Trompetista rouba a cena novamente ao tocar "Tá na hora do Jair" na PF após prisão de Bolsonaro Fotos: Reprodução / Redes Sociais / @Trom_Petista / @joedsonalves & @LulaMarques
O militante do PT Fabiano Leitão, conhecido como Trompetista, voltou a chamar atenção ao tocar a música “Tá na hora do Jair” em frente à Superintendência Regional da Polícia Federal, em Brasília, após o ex-presidente Jair Bolsonaro ser preso preventivamente. Além do hit satírico, o trompetista também tocou a marcha fúnebre em provocação.

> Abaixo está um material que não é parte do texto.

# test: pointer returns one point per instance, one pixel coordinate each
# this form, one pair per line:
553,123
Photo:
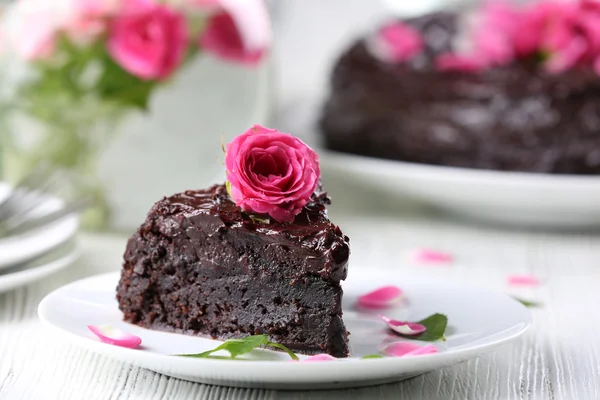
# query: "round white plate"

Não é de hoje que Fabiano é visto protagonizando cenas semelhantes. Em março deste ano, o Trompetista tocou a marcha fúnebre durante uma entrevista de Jair Bolsonaro.
O militante chegou inclusive a ser preso durante o Governo Bolsonaro ao tentar impedir um desfile de veículos na Esplanada dos Ministérios. Um pouco ante, em 2018, após a eleição de Bolsonaro, o trompetista tocou o "Olê, olê, olê olá, Lula, Lula", próximo ao muro do Centro Cultural Banco do Brasil, onde funcionava o governo de transição.
Na época, Fabiano explicou que foi uma homenagem aos mortos pela Ditadura Militar e uma crítica ao governo do ex-presidente Bolsonaro.
"Estava passando ao vivo e decidi ir para lá. Essa ação é uma homenagem aos que tombaram na ditatura, como Zuzu Angel, Stuart Angel, Rubens Paiva e meu tio Francisco Celso Leitão. Significa que a Justiça está se reconciliando com a nossa história. Tentativas de golpes de Estado não podem ficar impunes"
Em março de 2025, Bolsonaro estava falando com jornalista após sair do Senado quando foi interrompido por Fabiano, que tocou a marcha fúnebre e logo na sequência, tocou a música "Tá na Hora do Jair, Já Ir Embora", que viralizou durante as Eleições de 2022.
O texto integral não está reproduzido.